Would a split with 4 days on and then 3 days off be ok? I thought it would probably be better for the CNS to give it as long of breaks as possible, but i really have no idea. Should i do 2 days on, 1 off, 2 on, 2 off? My current split is Chest/tris, Back/bis, Shoulders/traps, Legs/abs.


----------



## Dr. Pain (Aug 17, 2002)

A better split with those parts

Chest/abs
Back/tris
off
Legs/abs
Shoulders/traps/bis
off
off

Gives you maximum seperation and recovery of bodyparts....chest and back are antagonistic.....both hit shoulders front or rear to some degree...so now you have better seperation


As for arms...if you do chest, you have pre-exhausted tris and they can't be hit as hard...same with back and bis, so we move them away and hit them harder


A better theory, a saying from a National level friend of mine....."If your doing two bodyparts in one day....something ain't getting hit right!"

So a split with that in mind

Chest
Back
off
Legs
Shoulders
Arms
off


DP


----------



## Mudge (Aug 17, 2002)

If I do a 5 day routine I prefer 4 on 1 off, if I do a 4 day routine 3 on 1 off, etc

I do not like lots of days off, I feel like my body notices that I'm not doing anything and I don't seem to gain if I take off a day more than usual. Plus, if I spread the body out through more time in the week I will have more energy for each bodypart when trained.


----------



## Fit Freak (Aug 17, 2002)

Dr. Pain hit it right on!

Take his advice...and avoid the 4 on, 3 off


----------



## miamiguns (Aug 19, 2002)

How about...

chest,back
off
arms,shoulders,traps
off
legs
off
chest,back
off
continue


I used to do this in college and got great results.  I might start it again after I get my core strength back.


----------



## Fit Freak (Aug 19, 2002)

In my opinion I think certain bodyparts will suffer.  For example chest and back are both large muscle groups that need to be worked hard and from many different angles.  If you do chest first your back development will surely suffer.  The reverse is also true.  

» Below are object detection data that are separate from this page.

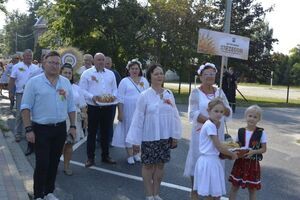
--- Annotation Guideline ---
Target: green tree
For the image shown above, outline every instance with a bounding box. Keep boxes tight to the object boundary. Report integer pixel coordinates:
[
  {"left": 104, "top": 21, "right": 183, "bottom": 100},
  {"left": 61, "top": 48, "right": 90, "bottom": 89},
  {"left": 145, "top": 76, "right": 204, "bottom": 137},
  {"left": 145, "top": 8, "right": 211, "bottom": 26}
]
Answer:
[
  {"left": 4, "top": 11, "right": 34, "bottom": 54},
  {"left": 209, "top": 0, "right": 277, "bottom": 82},
  {"left": 272, "top": 53, "right": 289, "bottom": 85},
  {"left": 0, "top": 0, "right": 7, "bottom": 13},
  {"left": 41, "top": 0, "right": 147, "bottom": 72}
]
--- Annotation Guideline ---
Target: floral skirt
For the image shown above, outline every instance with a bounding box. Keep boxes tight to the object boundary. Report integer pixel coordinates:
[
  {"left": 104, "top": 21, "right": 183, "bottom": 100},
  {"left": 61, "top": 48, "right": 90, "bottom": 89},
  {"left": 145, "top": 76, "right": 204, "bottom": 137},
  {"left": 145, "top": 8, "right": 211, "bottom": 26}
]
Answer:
[
  {"left": 141, "top": 139, "right": 171, "bottom": 164},
  {"left": 229, "top": 158, "right": 261, "bottom": 190}
]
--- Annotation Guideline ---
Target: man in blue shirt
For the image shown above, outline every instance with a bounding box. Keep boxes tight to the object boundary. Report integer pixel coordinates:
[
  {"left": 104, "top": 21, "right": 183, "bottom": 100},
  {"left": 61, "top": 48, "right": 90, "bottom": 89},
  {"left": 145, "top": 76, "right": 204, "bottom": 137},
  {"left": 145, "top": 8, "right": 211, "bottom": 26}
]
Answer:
[{"left": 21, "top": 51, "right": 76, "bottom": 200}]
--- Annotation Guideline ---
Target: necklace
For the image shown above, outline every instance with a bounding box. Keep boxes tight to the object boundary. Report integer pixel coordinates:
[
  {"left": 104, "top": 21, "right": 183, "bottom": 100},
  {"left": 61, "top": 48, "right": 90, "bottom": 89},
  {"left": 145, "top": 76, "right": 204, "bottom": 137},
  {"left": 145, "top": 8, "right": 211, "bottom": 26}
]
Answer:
[
  {"left": 199, "top": 85, "right": 216, "bottom": 100},
  {"left": 153, "top": 88, "right": 165, "bottom": 99}
]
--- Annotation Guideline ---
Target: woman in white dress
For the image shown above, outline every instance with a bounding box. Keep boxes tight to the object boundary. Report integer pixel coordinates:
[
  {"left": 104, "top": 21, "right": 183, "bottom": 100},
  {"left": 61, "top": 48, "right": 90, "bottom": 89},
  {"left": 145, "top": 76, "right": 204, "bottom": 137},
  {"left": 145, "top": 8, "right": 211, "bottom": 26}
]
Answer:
[
  {"left": 184, "top": 63, "right": 232, "bottom": 200},
  {"left": 194, "top": 97, "right": 237, "bottom": 200},
  {"left": 126, "top": 64, "right": 182, "bottom": 200},
  {"left": 112, "top": 59, "right": 149, "bottom": 164},
  {"left": 61, "top": 63, "right": 87, "bottom": 176}
]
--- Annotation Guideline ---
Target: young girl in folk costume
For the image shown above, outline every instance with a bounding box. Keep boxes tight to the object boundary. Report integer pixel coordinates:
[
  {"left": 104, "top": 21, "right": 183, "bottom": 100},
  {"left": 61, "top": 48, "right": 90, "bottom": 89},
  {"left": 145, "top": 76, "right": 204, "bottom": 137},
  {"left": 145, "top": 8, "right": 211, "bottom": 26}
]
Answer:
[
  {"left": 229, "top": 105, "right": 267, "bottom": 200},
  {"left": 193, "top": 97, "right": 237, "bottom": 200}
]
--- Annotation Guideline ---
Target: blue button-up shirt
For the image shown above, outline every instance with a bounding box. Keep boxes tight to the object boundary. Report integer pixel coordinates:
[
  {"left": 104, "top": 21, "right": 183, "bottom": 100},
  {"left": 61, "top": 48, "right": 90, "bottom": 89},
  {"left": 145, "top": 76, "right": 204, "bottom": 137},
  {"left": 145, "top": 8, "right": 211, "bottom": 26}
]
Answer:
[{"left": 21, "top": 74, "right": 76, "bottom": 124}]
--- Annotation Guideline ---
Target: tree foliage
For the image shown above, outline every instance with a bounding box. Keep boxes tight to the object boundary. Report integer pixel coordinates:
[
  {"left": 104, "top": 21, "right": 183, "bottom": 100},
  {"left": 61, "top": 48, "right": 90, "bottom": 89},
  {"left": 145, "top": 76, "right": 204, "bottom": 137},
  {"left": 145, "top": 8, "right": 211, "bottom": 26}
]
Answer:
[
  {"left": 4, "top": 0, "right": 46, "bottom": 54},
  {"left": 2, "top": 0, "right": 280, "bottom": 82},
  {"left": 0, "top": 0, "right": 7, "bottom": 13},
  {"left": 209, "top": 0, "right": 277, "bottom": 82}
]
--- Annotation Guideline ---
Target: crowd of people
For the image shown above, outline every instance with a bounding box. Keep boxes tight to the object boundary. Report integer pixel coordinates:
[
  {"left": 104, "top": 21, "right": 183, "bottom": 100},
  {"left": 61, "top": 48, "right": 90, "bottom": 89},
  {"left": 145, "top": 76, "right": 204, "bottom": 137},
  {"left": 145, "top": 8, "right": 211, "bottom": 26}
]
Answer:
[{"left": 0, "top": 49, "right": 267, "bottom": 200}]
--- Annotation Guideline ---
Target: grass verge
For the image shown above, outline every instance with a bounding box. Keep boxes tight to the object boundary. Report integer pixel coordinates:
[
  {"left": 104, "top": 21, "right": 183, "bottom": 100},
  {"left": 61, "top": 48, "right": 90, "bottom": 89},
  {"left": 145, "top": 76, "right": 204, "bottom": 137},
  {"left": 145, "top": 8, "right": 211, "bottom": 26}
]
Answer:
[{"left": 170, "top": 88, "right": 300, "bottom": 108}]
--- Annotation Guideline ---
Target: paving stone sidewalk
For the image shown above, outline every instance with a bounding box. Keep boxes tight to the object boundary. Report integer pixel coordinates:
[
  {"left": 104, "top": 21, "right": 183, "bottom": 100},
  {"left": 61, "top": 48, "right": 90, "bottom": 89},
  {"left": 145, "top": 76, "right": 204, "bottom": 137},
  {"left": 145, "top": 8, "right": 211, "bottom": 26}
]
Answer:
[{"left": 0, "top": 130, "right": 29, "bottom": 200}]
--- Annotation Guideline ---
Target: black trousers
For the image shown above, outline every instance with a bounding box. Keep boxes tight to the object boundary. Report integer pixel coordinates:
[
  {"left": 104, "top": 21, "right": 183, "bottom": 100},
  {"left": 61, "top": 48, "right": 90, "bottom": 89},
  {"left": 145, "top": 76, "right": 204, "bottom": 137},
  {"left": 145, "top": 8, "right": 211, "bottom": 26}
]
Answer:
[
  {"left": 87, "top": 105, "right": 113, "bottom": 160},
  {"left": 33, "top": 122, "right": 67, "bottom": 199}
]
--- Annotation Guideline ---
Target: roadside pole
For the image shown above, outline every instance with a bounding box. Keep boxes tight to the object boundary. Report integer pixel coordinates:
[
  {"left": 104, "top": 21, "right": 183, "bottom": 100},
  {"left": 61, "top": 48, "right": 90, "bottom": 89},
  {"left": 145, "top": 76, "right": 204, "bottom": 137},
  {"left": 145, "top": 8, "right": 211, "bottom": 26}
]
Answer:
[{"left": 220, "top": 0, "right": 232, "bottom": 89}]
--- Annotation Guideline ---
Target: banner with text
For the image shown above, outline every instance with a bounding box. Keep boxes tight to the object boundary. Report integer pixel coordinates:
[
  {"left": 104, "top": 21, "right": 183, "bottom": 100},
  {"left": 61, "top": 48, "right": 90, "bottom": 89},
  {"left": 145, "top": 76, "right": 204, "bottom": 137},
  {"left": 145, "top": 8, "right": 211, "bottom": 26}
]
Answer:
[{"left": 197, "top": 29, "right": 250, "bottom": 60}]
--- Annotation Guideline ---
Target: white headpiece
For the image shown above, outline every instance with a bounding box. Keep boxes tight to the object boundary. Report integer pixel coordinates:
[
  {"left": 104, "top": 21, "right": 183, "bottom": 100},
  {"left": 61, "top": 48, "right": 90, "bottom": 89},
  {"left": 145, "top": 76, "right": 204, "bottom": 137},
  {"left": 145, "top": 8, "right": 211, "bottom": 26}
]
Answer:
[
  {"left": 126, "top": 58, "right": 142, "bottom": 70},
  {"left": 197, "top": 63, "right": 218, "bottom": 75}
]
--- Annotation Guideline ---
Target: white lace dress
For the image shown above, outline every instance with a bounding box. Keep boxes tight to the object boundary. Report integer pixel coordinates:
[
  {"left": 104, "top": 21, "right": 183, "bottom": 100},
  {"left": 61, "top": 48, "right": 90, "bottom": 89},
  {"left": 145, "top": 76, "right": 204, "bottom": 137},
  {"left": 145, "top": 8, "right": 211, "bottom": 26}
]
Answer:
[
  {"left": 112, "top": 77, "right": 149, "bottom": 147},
  {"left": 184, "top": 88, "right": 232, "bottom": 176}
]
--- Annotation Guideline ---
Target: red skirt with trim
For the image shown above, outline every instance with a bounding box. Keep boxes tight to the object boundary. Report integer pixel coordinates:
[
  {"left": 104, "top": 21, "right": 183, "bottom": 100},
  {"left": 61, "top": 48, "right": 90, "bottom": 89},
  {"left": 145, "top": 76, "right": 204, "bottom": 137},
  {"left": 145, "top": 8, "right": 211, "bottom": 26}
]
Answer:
[{"left": 229, "top": 158, "right": 261, "bottom": 190}]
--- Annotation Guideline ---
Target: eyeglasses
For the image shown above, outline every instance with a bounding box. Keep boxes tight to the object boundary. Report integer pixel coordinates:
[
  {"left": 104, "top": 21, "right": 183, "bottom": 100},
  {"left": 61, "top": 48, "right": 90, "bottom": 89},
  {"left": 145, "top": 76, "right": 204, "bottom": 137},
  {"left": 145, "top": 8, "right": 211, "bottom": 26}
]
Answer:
[
  {"left": 47, "top": 61, "right": 60, "bottom": 67},
  {"left": 203, "top": 72, "right": 217, "bottom": 77}
]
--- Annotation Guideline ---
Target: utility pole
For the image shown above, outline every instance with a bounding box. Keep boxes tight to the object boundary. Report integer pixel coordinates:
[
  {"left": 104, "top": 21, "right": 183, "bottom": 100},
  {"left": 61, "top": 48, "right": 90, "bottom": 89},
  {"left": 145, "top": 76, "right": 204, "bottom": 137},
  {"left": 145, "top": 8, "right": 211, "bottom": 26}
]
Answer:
[
  {"left": 15, "top": 32, "right": 18, "bottom": 53},
  {"left": 220, "top": 0, "right": 232, "bottom": 88}
]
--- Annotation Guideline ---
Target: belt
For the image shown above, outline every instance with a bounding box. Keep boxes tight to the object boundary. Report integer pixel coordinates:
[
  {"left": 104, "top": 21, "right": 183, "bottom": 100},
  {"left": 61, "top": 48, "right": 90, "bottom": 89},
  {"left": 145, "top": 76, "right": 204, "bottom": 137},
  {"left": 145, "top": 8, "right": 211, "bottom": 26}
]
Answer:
[{"left": 32, "top": 121, "right": 66, "bottom": 127}]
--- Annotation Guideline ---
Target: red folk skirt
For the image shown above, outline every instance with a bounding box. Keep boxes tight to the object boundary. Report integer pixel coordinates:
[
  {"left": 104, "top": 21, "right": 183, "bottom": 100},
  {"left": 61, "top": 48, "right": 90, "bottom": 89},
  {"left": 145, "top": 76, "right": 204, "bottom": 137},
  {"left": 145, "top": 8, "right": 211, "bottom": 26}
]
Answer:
[{"left": 229, "top": 158, "right": 261, "bottom": 190}]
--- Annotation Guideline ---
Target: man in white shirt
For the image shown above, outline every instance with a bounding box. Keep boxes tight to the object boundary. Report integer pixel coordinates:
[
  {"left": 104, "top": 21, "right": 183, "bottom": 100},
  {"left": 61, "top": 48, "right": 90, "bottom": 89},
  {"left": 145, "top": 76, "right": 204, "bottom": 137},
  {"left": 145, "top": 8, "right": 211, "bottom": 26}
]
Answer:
[
  {"left": 76, "top": 54, "right": 93, "bottom": 75},
  {"left": 79, "top": 53, "right": 117, "bottom": 167},
  {"left": 8, "top": 49, "right": 41, "bottom": 142}
]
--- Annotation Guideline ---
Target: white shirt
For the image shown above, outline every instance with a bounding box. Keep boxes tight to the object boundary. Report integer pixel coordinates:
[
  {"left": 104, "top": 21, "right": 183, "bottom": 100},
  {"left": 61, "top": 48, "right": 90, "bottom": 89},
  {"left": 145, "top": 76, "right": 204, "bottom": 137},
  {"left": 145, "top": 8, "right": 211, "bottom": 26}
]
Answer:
[
  {"left": 126, "top": 87, "right": 182, "bottom": 145},
  {"left": 76, "top": 66, "right": 94, "bottom": 75},
  {"left": 10, "top": 62, "right": 41, "bottom": 93},
  {"left": 79, "top": 67, "right": 117, "bottom": 105},
  {"left": 235, "top": 129, "right": 267, "bottom": 148},
  {"left": 72, "top": 84, "right": 86, "bottom": 112},
  {"left": 199, "top": 120, "right": 220, "bottom": 155}
]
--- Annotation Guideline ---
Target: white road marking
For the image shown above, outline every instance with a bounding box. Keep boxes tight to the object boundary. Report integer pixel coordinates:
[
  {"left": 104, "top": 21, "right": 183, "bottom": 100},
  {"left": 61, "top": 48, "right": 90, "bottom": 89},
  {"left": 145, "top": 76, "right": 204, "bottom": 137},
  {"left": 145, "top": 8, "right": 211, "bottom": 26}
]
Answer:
[{"left": 60, "top": 137, "right": 228, "bottom": 200}]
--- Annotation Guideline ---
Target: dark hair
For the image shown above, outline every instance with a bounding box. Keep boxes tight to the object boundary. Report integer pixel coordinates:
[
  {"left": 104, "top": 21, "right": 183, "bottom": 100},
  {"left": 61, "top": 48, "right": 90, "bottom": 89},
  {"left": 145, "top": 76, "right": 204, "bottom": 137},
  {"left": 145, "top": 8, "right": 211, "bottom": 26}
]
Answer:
[
  {"left": 45, "top": 51, "right": 60, "bottom": 59},
  {"left": 126, "top": 61, "right": 143, "bottom": 76},
  {"left": 146, "top": 63, "right": 162, "bottom": 84},
  {"left": 60, "top": 63, "right": 74, "bottom": 84}
]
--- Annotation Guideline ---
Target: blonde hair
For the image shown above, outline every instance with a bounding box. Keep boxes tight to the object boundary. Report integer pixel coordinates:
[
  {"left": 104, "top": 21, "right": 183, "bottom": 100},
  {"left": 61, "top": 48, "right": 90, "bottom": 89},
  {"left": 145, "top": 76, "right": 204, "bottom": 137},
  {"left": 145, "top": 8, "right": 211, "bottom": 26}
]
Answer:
[
  {"left": 207, "top": 97, "right": 225, "bottom": 111},
  {"left": 245, "top": 105, "right": 262, "bottom": 120}
]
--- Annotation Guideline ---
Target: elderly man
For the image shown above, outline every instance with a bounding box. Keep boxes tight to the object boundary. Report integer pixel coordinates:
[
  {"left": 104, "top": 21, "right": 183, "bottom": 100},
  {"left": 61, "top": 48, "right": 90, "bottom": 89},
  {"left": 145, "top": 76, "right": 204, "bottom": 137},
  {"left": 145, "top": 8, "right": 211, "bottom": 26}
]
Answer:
[
  {"left": 105, "top": 56, "right": 122, "bottom": 144},
  {"left": 21, "top": 51, "right": 76, "bottom": 200},
  {"left": 8, "top": 49, "right": 41, "bottom": 142},
  {"left": 76, "top": 54, "right": 93, "bottom": 75},
  {"left": 79, "top": 53, "right": 117, "bottom": 167}
]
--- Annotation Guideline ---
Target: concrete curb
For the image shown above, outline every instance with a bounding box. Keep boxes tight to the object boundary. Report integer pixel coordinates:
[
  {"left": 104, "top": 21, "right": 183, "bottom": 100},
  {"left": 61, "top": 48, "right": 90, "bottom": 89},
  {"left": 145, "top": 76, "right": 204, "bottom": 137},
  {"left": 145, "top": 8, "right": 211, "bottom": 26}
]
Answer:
[
  {"left": 0, "top": 130, "right": 29, "bottom": 200},
  {"left": 6, "top": 131, "right": 34, "bottom": 198}
]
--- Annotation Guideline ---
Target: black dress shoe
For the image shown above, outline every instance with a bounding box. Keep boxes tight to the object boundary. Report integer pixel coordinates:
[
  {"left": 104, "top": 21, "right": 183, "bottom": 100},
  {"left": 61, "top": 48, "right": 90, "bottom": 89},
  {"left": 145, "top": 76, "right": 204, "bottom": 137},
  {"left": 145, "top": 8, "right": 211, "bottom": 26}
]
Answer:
[
  {"left": 85, "top": 159, "right": 95, "bottom": 167},
  {"left": 102, "top": 157, "right": 117, "bottom": 164},
  {"left": 25, "top": 142, "right": 34, "bottom": 156}
]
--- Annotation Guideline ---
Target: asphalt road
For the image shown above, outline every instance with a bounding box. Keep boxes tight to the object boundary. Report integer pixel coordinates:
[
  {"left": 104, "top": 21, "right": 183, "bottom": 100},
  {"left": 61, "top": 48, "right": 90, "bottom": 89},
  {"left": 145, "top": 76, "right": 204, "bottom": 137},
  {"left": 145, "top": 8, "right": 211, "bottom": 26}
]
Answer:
[{"left": 0, "top": 90, "right": 300, "bottom": 200}]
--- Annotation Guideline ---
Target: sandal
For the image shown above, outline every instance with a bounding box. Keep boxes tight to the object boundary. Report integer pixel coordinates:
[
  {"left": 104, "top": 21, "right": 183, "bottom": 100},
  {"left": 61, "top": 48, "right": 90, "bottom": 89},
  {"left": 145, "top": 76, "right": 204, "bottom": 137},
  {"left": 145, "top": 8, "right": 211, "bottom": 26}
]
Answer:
[{"left": 64, "top": 169, "right": 73, "bottom": 176}]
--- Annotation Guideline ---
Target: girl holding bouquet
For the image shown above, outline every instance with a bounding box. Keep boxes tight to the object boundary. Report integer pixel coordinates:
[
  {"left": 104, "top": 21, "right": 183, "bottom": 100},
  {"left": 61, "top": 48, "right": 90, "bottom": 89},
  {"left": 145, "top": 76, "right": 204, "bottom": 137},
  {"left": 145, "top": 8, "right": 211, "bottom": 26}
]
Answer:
[
  {"left": 194, "top": 97, "right": 237, "bottom": 200},
  {"left": 184, "top": 63, "right": 232, "bottom": 200},
  {"left": 229, "top": 105, "right": 267, "bottom": 200}
]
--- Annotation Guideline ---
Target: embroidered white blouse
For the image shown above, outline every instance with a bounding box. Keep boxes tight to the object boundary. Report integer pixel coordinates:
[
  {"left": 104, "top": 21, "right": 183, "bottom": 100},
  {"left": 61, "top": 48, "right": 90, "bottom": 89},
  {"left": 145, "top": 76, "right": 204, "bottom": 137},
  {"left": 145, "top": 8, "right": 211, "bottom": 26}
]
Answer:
[{"left": 126, "top": 87, "right": 182, "bottom": 145}]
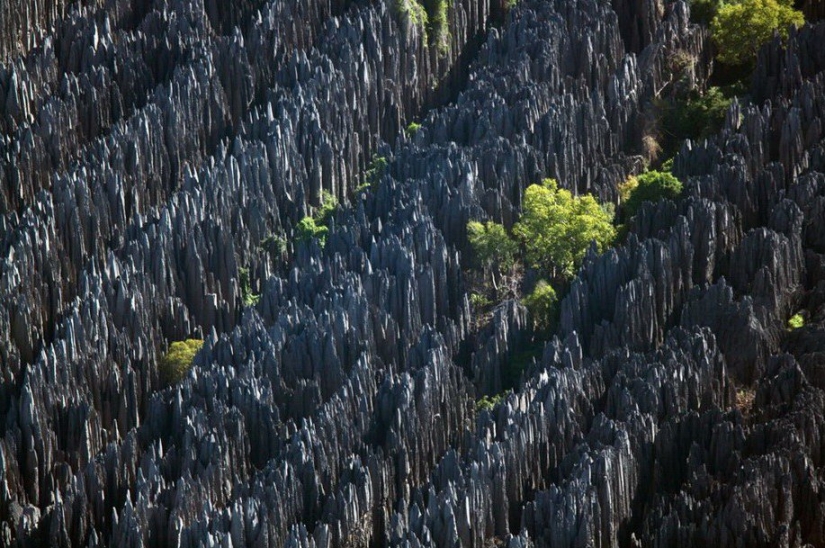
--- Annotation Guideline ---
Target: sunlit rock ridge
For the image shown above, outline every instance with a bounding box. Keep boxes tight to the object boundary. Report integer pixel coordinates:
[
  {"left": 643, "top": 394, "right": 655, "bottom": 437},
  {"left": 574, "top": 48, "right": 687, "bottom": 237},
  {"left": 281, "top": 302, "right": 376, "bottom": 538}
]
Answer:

Same goes with arms and shoulders.  Also, doing all these muscles in the same workout will make it hard to hit everything...i.e. forearms, brachialis, etc. since you'd have to do so many sets all in one workout.  

You shouldn't be working with weights longer than 1 hour otherwise your body begins to release cortisol which is very detremental to growth.

Why not just go with DP's recommendations and by doing so you'll be in and out of the gym in no time insstead of having to spend all day there to complete your training sessions.


----------



## miamiguns (Aug 19, 2002)

Back in college my workouts never exceded 90 minutes at the most.   What I did was on my chest back day I hit certain areas and then on the next chest and back day I would hit the remaining areas.   BTW, I never said I spent excessive time in the gym like you suggested. 


DP suggests that you have 6 days between specific muscle groups.  I know some muscle groups get worked with others but some don't.   Isn't that a little too much time between workouts?  Legs for instance IMO should be worked every 6th day max.


----------



## Destram (Aug 20, 2002)

Well my current workouts are 12 sets for big body parts, 9 for small, with 7 days of rest for each body part. My workouts NEVER exceed an hour and if i was to cut down my reps to like 9 for big and 6 for small, some days i would be out of the gym in 20-30 minutes. That seems like i wouldnt be doing enough.


----------